Ana Biyoteknolojinin 5 Şubesi

Biyoteknolojinin dalları genellikle beşe bölünmüştür; bunlar insan, hayvan, bitki, çevre ve endüstridir.

Antik çağlardan beri ve halklarının tarihi boyunca insan, besinleri ve faydaları için faydalı olan yeni ürünler elde etmek için yaşam unsurlarını birleştirmiş ve değiştirmiştir.

Ekmek, şarap ya da bira böyle. Ancak, biyoteknoloji terimi ilk olarak 1919'da Macar mühendis Karl Ereky tarafından kullanıldı.

Farklı bilgi disiplinlerindeki gelişmeler, modern biyoteknolojinin, genetik bilgiyi (DNA) bir organizmadan diğerine transfer etmek veya değiştirmek için genetik mühendisliğine güvenmesini sağlar.

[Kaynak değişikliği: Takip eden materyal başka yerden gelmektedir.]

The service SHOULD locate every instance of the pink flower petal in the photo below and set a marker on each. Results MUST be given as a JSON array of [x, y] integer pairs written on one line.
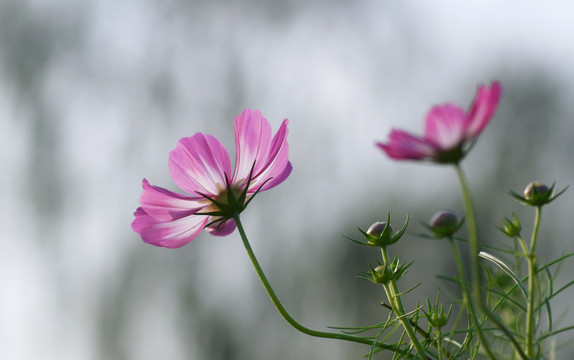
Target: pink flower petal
[[252, 143], [199, 164], [483, 109], [403, 146], [165, 205], [171, 234], [276, 165], [445, 125]]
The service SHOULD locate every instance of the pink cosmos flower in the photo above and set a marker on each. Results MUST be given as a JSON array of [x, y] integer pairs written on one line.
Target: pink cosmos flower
[[200, 166], [450, 131]]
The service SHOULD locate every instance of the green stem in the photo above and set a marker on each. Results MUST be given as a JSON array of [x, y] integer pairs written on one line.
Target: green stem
[[287, 316], [475, 270], [399, 309], [531, 258], [439, 343]]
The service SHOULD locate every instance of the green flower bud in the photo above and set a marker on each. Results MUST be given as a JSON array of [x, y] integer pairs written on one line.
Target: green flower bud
[[377, 228], [537, 194], [511, 228], [536, 190], [381, 233], [444, 223]]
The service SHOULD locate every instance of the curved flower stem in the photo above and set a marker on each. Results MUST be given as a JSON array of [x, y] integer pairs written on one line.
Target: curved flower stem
[[399, 309], [475, 270], [531, 258], [279, 306]]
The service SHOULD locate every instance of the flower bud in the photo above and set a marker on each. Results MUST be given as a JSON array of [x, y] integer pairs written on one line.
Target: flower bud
[[537, 194], [381, 234], [377, 228], [535, 190], [511, 228], [444, 223]]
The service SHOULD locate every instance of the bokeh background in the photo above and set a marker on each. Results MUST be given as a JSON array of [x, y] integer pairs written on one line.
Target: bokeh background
[[94, 95]]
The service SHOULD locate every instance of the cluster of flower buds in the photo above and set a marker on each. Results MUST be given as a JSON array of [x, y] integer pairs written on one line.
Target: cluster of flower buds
[[384, 273], [537, 194]]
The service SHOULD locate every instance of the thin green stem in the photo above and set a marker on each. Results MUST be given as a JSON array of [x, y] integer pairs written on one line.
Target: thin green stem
[[399, 309], [531, 258], [439, 344], [475, 269], [279, 306]]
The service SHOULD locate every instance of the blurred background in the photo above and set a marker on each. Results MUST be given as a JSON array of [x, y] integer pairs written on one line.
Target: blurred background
[[94, 95]]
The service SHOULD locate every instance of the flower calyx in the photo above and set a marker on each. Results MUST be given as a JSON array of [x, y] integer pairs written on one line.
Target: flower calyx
[[436, 315], [383, 273], [510, 227], [537, 194], [381, 234], [231, 201]]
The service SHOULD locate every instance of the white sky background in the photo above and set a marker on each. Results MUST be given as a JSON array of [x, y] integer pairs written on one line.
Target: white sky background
[[136, 77]]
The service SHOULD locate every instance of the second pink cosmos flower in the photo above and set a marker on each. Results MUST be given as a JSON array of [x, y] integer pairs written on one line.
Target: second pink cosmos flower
[[449, 130], [200, 166]]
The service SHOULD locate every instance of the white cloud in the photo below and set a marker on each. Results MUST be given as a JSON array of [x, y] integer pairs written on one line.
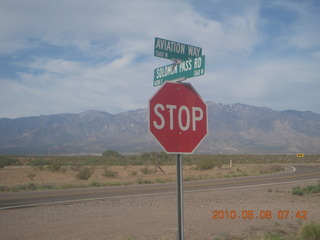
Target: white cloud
[[77, 55]]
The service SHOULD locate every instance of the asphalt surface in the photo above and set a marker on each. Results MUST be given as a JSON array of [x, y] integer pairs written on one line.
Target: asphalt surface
[[38, 198]]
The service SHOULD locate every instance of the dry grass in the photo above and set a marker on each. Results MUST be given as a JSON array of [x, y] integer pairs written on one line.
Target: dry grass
[[13, 178]]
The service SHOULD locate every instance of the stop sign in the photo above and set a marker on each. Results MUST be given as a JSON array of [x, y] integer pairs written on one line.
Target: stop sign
[[178, 117]]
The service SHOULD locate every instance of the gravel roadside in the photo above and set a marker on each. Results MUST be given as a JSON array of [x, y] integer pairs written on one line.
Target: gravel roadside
[[154, 216]]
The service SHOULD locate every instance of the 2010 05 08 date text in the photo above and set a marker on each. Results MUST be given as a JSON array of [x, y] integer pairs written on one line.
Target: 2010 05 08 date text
[[262, 214]]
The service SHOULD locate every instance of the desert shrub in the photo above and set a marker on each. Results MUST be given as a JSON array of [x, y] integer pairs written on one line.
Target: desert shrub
[[31, 176], [297, 191], [39, 162], [111, 153], [54, 166], [205, 164], [143, 181], [133, 173], [147, 170], [84, 173], [111, 174], [7, 161], [310, 231]]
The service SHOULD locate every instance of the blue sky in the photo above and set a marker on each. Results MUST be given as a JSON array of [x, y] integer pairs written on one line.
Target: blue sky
[[74, 55]]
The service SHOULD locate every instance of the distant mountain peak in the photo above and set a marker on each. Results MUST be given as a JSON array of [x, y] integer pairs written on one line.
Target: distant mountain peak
[[233, 128]]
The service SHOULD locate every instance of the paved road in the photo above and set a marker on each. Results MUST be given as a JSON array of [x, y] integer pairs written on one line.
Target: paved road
[[36, 198]]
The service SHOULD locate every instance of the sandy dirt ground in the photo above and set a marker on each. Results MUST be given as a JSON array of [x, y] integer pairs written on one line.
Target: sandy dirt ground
[[155, 216]]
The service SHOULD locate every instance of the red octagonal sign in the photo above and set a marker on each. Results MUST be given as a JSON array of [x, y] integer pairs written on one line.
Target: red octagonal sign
[[178, 117]]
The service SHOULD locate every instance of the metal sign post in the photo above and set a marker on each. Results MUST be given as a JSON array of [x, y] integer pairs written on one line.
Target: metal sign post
[[180, 197], [177, 114]]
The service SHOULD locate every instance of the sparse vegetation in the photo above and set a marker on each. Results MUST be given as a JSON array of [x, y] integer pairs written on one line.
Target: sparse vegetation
[[110, 174], [147, 170], [155, 166], [84, 173], [310, 231]]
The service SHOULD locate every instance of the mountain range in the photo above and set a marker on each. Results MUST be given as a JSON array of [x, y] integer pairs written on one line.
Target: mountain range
[[233, 129]]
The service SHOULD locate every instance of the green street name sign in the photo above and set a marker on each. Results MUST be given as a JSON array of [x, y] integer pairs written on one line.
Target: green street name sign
[[192, 67], [174, 50]]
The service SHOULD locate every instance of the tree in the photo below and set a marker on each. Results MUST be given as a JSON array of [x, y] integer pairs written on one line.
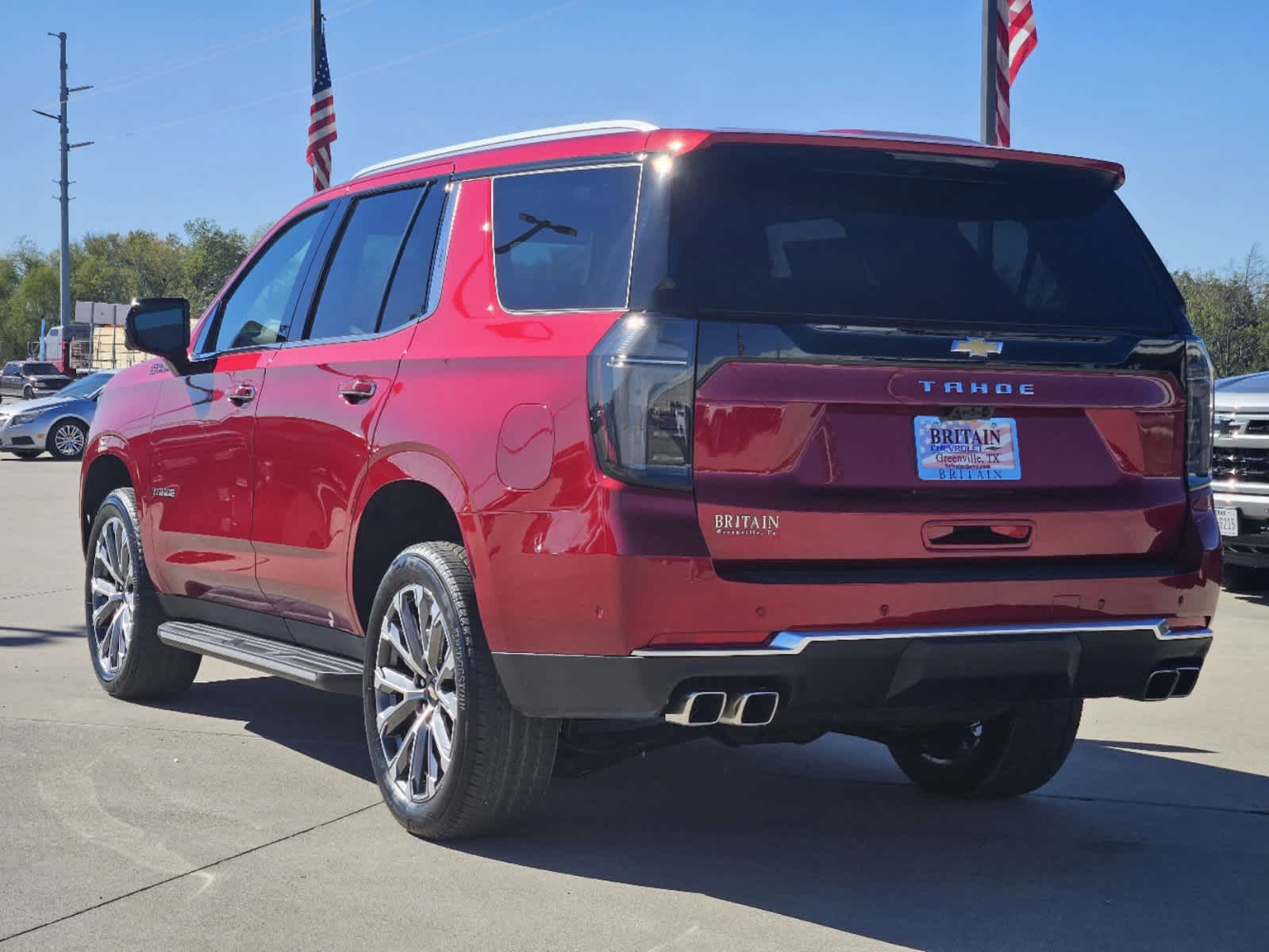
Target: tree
[[116, 267], [1231, 313]]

Bu yeni organizmalar biyoteknolojik, transgenik veya genetik olarak modifiye edilmiş olarak bilinir.

Biyoteknoloji dallarının bölünmesi

1- İnsan

İnsanlarda hastalıkların, enfeksiyonların veya genetik hastalıkların teşhisine izin veren, ilaca uygulanan yeni teknolojilerin araştırılması ve geliştirilmesine adanmıştır.

Hastalıkları tanımlayarak, aşağıdakileri sağlayan moleküler tekniklerle bir teşhis sistemi oluşturulur:

  • Anormal genleri değiştirmek, değiştirmek veya değiştirmek için genetik manipülasyon uygulayın.
  • Yeni aşılar, yeni ilaçlar ve daha iyi rejeneratif tedaviler geliştirin.

Biyoteknolojinin insanlara en büyük katkılarından biri, bir laboratuvardaki bakterilerin genetik modifikasyonları yoluyla verilen büyüme hormonu ve insülin gelişimidir.

2- Hayvan

Yeni aşılar ve ilaçlar sağlayan gelişmiş bir hastalık teşhis sistemi ile daha güçlü ve daha verimli hayvan ırkları oluşturmak için yeni formüller keşfetmeye odaklanmaktadır.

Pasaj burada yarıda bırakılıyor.